26 de noviembre 2021 - 10:52

Elecciones en Chile: no es el resultado sino la convivencia

Luego de una dura crisis social y política, los comicios abre una oportunidad impensada para el país trasandino.

Chile ha vivido en estos años todo tipo de desafíos: desde desastres naturales que calaron hasta la médula hasta terremotos sociales que rompieron con las estructuras políticas del país. Nadie se imaginaba tamaña crisis social y política en la nación que puertas para afuera se vendía como modelo de progreso, crecimiento y estabilidad.

La revolución social dejó a la luz un modelo quebrado, un camino que llegó a una calle sin salida. Todos nos preguntamos cómo podía salir el país de ese caos, de esa impredecibilidad. La democracia y la participación ciudadana fueron la respuesta.

Claro que el camino dejó heridas a la institucionalidad, muertos en democracia como producto de la represión a las manifestaciones, denuncias de organismos de derechos humanos y por supuesto mucho temor por el futuro.

Esa calle sin salida se abrió gracias al nacimiento de una asamblea constituyente que buscará en una nueva Constitución plasmar los deseos de quienes quieren un cambio y resolver tantas desilusiones. Pero el país en medio de una crisis latente, con un gobierno en jaque por las denuncias contra su presidente por corrupción y juicio político mediante, sin mayores incidentes volvió a las calles esta vez para elegir a su próximo presidente y congreso.

Las propuestas que quedaron con mayor porcentaje de voto dejan una primera vista de un Chile de propuestas bien diferentes. Un candidato como Antonio Kast que está a la derecha del actual presidente Piñera y públicamente habla a favor de un gobierno dictatorial como fue la administración Pinochet. Y Gabriel Boric, no solo el candidato más joven en las historia del país surgido de bases de la izquierda y de los reclamos históricos que terminaron sacudiendo la estructura política y social chilena.
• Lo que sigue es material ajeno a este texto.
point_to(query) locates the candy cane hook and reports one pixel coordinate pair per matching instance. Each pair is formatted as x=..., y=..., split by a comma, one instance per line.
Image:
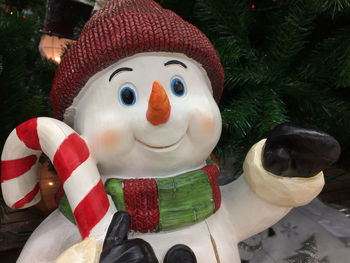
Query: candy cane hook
x=76, y=169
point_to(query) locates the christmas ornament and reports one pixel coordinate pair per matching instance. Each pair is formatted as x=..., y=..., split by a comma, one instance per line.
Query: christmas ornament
x=138, y=96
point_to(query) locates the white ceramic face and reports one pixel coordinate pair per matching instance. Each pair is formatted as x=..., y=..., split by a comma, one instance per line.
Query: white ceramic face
x=121, y=138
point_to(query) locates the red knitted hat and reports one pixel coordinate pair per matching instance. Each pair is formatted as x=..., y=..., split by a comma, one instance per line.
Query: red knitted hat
x=124, y=28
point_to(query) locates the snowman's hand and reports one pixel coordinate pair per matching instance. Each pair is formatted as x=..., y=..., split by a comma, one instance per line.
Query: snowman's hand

El desafío para quien logre imponerse el 19 de diciembre, luego de captar lo que quedo de las dos coaliciones que durante 30 años se repartieron los votos y el poder en el país, será el de poder convivir y encontrar otra salida a lo que a priori parece ser una nueva calle sin salida.

En tiempos en los que la democracia no parece ser un valor a nivel regional y global, los procesos de encuentro a través de las urnas son una esperanza para Chile y quienes miran lo que sucede en este país aun con los nervios a flor de piel.

Hace unos años el ex presidente Ricardo Lagos hacía referencia a la necesidad de una democracia con mayor participación ciudadana, puede ser este el camino para que este tipo de organizaciones políticas continúen vigentes en tiempo en los que, ante el caos y la polarización global, los discursos simples y rupturistas busquen imponerse por sobre las reglas de juego democráticas.

No se trata del resultado sino de la convivencia.